FES 720 Introduction to R

The Importance of Missing Data

autosize: true

FES720 Intro to R

The witch tapped her broomstick, and _whoosh!_ they were gone

Julia Donaldon. 2003. Room on the Broom

=======

Many reasons for missing data …

People do not respond to survey (or specific questions in a survey).
Species are rare and cannot be found or sampled.
The individual dies or drops out before sampling.
Some things are easier to measure than others.
Data entry errors.
Many others!

=======

… but only 4 distributions of missing data

Missingness completely at random
Missingness at random
Missingness that depends on unobserved predictors
Missingness that depends on the missing value itself

========

1. Missingness Completely At Random (MCAR)

Reason

The reason for missingness is totally independent of the predictors and response.

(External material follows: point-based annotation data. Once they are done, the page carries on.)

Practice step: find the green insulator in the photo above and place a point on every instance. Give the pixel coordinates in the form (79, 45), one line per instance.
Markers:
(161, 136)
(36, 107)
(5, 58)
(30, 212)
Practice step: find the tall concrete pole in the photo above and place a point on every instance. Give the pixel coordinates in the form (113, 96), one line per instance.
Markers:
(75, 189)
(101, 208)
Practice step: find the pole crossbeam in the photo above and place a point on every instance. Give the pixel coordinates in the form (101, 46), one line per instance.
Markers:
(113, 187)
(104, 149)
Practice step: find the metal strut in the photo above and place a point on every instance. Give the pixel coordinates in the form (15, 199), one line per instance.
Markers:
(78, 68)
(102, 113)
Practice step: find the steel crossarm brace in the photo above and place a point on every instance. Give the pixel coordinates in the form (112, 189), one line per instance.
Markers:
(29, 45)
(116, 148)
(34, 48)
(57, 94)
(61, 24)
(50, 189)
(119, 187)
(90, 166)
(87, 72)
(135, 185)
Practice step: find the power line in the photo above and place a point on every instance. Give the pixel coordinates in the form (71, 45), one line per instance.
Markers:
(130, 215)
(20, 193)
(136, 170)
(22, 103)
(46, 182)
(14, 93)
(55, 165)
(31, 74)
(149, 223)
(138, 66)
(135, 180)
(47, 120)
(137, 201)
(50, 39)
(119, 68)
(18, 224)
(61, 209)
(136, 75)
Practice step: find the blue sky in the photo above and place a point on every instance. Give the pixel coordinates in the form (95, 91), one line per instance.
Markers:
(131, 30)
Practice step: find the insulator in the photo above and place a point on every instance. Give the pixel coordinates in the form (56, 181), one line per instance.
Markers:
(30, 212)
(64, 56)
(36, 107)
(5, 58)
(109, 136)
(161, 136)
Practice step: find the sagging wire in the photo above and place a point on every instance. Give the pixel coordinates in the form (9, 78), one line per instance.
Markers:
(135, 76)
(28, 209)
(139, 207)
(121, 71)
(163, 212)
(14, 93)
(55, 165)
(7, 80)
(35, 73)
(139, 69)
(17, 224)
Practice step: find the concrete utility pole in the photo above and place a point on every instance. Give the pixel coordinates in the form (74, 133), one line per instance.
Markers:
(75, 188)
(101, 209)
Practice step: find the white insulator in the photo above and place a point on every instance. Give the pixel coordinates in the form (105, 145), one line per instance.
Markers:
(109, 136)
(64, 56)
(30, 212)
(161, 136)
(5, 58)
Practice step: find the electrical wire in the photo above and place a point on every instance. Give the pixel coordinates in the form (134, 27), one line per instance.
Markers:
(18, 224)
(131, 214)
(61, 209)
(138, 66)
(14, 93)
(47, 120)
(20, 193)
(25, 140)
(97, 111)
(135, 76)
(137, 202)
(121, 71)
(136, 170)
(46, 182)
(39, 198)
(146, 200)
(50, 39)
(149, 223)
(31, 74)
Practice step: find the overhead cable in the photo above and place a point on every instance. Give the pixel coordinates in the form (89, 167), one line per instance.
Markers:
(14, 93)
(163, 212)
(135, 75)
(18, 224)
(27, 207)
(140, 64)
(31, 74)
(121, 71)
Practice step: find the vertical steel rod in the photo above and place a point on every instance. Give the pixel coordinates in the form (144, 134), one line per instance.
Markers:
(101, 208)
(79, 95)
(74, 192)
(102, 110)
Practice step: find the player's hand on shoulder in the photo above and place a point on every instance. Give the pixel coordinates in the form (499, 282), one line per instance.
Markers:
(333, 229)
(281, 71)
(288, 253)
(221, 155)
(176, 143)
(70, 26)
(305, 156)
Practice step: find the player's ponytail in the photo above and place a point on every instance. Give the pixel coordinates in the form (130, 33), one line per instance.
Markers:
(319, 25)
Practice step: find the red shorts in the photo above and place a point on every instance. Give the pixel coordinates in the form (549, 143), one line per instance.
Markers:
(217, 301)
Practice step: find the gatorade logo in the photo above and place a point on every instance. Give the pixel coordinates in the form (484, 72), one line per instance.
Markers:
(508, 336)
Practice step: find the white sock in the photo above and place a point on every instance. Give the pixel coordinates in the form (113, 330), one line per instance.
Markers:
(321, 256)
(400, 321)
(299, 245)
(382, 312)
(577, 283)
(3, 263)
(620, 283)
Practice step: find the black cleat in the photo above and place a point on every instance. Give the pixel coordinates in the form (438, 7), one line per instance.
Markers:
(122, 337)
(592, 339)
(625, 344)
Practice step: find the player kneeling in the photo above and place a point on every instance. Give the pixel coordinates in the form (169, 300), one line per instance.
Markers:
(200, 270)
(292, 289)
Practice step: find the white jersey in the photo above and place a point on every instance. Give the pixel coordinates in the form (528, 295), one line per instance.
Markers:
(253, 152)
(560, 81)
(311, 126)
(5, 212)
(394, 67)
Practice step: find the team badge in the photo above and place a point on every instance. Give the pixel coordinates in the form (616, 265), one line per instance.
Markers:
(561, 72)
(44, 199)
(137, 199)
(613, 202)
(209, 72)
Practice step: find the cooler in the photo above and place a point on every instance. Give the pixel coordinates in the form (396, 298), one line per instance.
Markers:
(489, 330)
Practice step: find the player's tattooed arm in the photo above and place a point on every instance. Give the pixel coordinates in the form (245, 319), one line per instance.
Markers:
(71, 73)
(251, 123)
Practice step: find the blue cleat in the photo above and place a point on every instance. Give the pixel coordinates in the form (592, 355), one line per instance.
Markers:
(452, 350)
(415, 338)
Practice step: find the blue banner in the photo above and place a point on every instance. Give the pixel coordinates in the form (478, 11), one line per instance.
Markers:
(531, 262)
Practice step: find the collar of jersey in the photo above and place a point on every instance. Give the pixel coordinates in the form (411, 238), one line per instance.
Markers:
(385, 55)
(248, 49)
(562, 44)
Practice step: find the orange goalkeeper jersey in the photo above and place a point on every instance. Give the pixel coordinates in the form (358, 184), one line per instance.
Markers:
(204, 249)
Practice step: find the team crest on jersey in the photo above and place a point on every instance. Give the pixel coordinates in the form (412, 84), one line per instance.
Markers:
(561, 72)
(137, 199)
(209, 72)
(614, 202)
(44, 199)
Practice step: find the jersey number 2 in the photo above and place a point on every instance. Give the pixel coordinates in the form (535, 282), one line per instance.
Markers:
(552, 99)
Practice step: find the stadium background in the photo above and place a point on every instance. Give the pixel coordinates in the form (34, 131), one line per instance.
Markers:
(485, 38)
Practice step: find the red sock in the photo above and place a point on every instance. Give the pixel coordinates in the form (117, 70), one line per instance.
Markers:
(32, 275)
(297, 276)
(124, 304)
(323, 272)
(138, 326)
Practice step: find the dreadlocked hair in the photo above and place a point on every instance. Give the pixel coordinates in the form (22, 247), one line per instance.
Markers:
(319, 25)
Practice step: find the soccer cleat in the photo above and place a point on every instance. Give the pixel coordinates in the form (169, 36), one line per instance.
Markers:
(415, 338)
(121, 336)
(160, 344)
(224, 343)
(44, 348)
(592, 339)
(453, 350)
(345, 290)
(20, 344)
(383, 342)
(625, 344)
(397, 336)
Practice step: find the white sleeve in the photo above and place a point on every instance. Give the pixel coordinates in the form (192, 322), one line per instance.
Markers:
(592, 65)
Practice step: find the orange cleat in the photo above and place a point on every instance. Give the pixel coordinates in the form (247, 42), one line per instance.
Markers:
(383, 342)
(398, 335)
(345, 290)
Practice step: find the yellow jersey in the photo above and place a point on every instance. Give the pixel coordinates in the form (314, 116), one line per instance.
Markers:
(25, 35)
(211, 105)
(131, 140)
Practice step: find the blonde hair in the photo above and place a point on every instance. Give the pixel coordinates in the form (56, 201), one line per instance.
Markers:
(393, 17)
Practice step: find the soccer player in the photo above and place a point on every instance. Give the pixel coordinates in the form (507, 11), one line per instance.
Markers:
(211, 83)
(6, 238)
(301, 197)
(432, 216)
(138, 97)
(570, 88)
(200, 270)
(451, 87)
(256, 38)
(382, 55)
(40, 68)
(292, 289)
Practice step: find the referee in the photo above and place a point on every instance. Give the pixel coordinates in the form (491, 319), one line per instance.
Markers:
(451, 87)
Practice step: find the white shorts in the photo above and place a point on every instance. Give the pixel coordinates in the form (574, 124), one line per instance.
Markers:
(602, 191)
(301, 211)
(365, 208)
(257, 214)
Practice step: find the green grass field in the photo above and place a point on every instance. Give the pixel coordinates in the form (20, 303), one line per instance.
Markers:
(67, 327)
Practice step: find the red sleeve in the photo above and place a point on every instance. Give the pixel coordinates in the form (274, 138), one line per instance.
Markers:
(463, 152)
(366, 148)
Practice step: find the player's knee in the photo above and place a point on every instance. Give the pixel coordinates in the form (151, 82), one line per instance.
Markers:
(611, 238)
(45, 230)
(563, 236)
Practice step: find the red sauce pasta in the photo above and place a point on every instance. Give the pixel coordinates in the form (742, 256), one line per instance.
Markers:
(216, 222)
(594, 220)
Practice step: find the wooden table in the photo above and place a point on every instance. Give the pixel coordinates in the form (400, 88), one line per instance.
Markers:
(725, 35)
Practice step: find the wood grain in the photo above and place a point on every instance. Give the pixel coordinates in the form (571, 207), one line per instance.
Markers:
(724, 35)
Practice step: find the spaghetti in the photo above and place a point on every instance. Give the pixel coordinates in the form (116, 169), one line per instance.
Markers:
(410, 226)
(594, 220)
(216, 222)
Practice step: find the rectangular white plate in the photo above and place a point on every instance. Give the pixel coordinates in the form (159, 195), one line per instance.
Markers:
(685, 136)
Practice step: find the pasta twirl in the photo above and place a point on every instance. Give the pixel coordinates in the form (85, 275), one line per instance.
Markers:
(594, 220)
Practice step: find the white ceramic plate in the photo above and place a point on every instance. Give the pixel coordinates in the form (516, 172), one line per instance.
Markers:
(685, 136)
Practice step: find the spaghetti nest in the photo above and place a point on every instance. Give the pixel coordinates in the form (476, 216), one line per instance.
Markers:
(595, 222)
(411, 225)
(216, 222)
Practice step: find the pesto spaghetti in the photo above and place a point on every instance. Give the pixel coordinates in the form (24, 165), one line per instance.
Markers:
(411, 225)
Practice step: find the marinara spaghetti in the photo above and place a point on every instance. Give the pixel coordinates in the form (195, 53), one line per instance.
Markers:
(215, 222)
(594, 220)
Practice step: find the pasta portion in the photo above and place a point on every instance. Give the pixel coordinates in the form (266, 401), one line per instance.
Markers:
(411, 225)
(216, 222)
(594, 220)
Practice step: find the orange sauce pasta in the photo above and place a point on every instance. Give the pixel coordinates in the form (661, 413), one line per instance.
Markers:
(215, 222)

i.e., the probability of missingness is the same for each unit in your sample.

Practice

The data sample with complete cases remains an unbiased sample of the population.

Can analyse these complete cases, but loss of power.

Data rarely MCAR.

=======

2. Missingness At Random (MAR)

Reason

Missingness depends only on other available information (e.g., other predictors).

E.g., different social groups have different response rates to a survey:

if sex, race, education, and age are recorded for all people in the survey, then “earnings” is missing at random if the probability of nonresponse to this question depends only on these other, fully recorded variables.

Practice

The data sample with complete cases is a biased sample of the population.

But, this is ok if the regression controls for all the variables that affect the probability of missingness.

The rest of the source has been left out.